The goal of the project is to generate recommendations about how best to mitigate the risk of the potential retirements and use the opportunity to modernize and improve how state government provides its critical services to Connecticut residents while reducing cost.

Boston Consulting Group (BCG) was selected after a competitive bidding process to assist in completing the study and to provide recommendations to Lamont and the members of the General Assembly.

The three-phase process will entail the following:

  • Phase 1 will include analysis of executive branch agencies to identify and document the scope and magnitude of the issues related to their workforce and efficiency opportunities. Upon completion of Phase 1, gaps and opportunities will be identified and developed for further review.
  • Phase 2 will develop targeted best practices, prioritizing criteria and objectives, identifying and analyzing available choices, and testing recommendations.
  • Phase 3 will include analysis of outcomes, stakeholder feedback, and detailed review of the information, culminating in a final report in February 2021.
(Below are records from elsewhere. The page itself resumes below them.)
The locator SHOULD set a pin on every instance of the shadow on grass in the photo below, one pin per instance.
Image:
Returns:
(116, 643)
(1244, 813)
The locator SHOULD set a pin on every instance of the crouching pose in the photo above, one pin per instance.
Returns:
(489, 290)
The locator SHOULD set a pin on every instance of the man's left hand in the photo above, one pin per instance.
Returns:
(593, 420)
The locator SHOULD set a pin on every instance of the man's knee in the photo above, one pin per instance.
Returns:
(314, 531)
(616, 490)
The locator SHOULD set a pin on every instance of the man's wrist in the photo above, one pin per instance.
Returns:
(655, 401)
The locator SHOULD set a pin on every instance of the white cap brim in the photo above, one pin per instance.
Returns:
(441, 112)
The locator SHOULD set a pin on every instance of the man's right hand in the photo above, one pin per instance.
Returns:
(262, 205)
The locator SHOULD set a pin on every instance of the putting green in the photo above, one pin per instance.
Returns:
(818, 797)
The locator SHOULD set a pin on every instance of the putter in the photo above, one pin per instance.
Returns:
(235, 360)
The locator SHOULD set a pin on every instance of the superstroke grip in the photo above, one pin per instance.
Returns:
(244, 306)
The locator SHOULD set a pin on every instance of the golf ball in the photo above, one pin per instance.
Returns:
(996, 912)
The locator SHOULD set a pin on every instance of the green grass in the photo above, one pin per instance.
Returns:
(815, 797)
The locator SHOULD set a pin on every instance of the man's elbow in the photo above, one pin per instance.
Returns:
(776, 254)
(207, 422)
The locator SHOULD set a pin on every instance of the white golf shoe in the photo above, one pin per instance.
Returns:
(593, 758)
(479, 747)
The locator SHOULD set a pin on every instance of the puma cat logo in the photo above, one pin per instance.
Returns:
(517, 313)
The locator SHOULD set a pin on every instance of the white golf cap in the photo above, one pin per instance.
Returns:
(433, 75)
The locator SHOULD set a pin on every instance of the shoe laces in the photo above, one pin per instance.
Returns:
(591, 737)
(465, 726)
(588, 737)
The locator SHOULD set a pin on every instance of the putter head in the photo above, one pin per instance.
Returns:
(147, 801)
“It has been 10 years since the last time we studied our workforce and a lot has changed over the past decade,” Lamont said. “We have had two significant labor agreements, the effects of a lingering recession and slow recovery and we are in the midst of a global pandemic and its resulting economic fallout, combined with the simple fact that our state employees are getting older and as many as 25% are eligible for retirement.

“We need to dig deep into our state agencies and learn more about what to anticipate and how best to use this challenge as an exciting opportunity to ensure our government is serving our state as effectively as possible,” the governor added.

“Starting with 2017 legislation that requested (the Office of Policy Management) secure a consultant to identify cost savings and continuing through the alarming retirement data we have received from our actuaries, it is clear and obvious we are facing the possibility of thousands of state employees retiring over the course of the next year and we need to prepare,” OPM Secretary Melissa McCaw said.

“We need to be able to accurately assess and prepare for the magnitude of these potential retirements,” she continued, “the loss of the relevant expertise, the subsequent impact on state government, and how we can emerge stronger in the delivery of services to ensure the continuity of effective government as the next generation of leaders assumes the mantle.”

“The upcoming wave of retirements presents both a major risk due to the loss of knowledgeable and experienced staff, but also a significant opportunity to reengineer and improve the operations of state government,” Chief Operating Officer and Administrative Services Commissioner Josh Geballe said.

“Like many governments, we are well behind the times in our use of technology and modern approaches to many of the services we provide. We also know we need to evolve to attract the talent we need and increase the efficiency of our operations to be more in line with what our residents expect and deserve.”

Lamont engaged BCG earlier this year to augment the work of the Reopen Connecticut Advisory Group, also at a cost of $2 million. That decision was roundly criticized by state Republicans, who felt that a consultancy based in Connecticut would have been more prudent.

House Minority Leader Themis Klarides (R-Derby) again questioned Lamont’s turning to the Massachusetts firm instead of one based here, as well as the cost of the new study.